Robertson’s bat caught fire during the second half of the 2023 season. He slashed .317/.369/.611 with 11 home runs for the Fisher Cats from July 1 through the end of the season.

Robertson currently has a1.413 OPS. Photo Credit: Brian Frank, The Herd Chronicles

After the season was over, he reported to the Arizona Fall League to play for the Surprise Saguaros. His hot hitting continued, and he helped the Saguaros to a league championship, slashing .279/.449/.485 with two home runs and 20 RBIs in 21 games.

Now, he’s beginning the season at Triple-A, where he’s reunited with his manager from his first professional season.

“Casey Candaele was actually my manager back in ’19 (with Vancouver),” Robertson said. He was the best manager you could possibly have coming into your first pro season.”

“Casey is awesome,” he continued. “He’s one of the best manager’s I’ve ever had. Super laid back, knows the game better than anybody. It’s a really fun experience to get him back here again.”

Roberstson is looking forward to continuing to improve in all facets of the game this season.

“I think just building off the second half of last year,” he explained. “Staying external as much as possible. Defensively working on range, working on getting better with arm strength and decision making out there. On the base paths, you know you can always look to run a little more and continue to be aggressive. Try to cut down on the strikeouts a little bit. Try to condense my zone and do as much damage as I can.”

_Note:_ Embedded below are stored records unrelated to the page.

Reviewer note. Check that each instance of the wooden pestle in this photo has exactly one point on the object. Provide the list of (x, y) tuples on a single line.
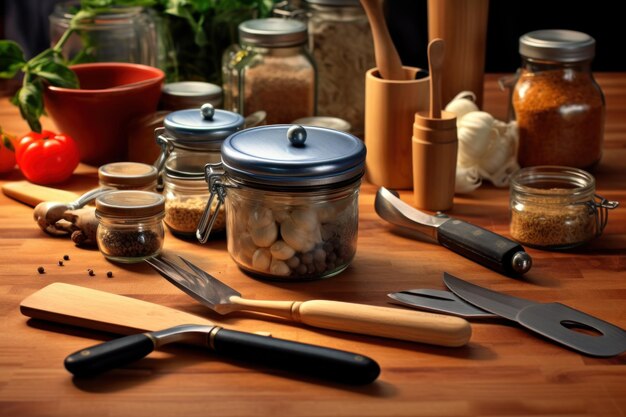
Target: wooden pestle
[(387, 58), (434, 143)]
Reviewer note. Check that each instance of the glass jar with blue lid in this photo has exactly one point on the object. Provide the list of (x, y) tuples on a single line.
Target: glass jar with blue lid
[(198, 132), (291, 199)]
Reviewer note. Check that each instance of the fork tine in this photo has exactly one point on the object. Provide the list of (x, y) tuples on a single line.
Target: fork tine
[(218, 285)]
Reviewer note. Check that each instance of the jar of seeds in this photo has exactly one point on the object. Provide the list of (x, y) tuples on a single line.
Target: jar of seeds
[(130, 225), (128, 176), (186, 195), (197, 132), (270, 70), (291, 198), (555, 207), (558, 105)]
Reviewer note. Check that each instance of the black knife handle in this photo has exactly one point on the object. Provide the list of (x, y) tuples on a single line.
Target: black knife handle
[(316, 361), (485, 247), (106, 356)]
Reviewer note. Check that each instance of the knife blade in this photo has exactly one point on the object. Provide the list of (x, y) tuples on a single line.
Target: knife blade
[(480, 245), (555, 321)]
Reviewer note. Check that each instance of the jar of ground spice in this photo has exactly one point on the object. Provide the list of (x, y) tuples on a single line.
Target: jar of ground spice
[(270, 70), (558, 105), (186, 195), (130, 225), (555, 207), (291, 199)]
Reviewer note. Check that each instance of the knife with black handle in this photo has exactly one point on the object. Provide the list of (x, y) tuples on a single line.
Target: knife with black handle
[(480, 245), (305, 359)]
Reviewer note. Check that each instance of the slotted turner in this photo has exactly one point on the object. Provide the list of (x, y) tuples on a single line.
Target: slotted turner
[(415, 326)]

He's also excited about being a part of this year’s Bisons squad.

“I think we have a really good, well rounded team,” he said. “We’ve got guys that can really throw it. The back end of the bullpen is going to be electric. I think from an offensive perspective, you could plug any 13 guys that we have on the team into any spot and I think they’re going to have success. It’s kind of that revolving door of – there’s no letdown. It’s just persistent, continue to get hits and pass the baton to the next guy, because we’re all capable of doing it. I think it’s going to be super fun.”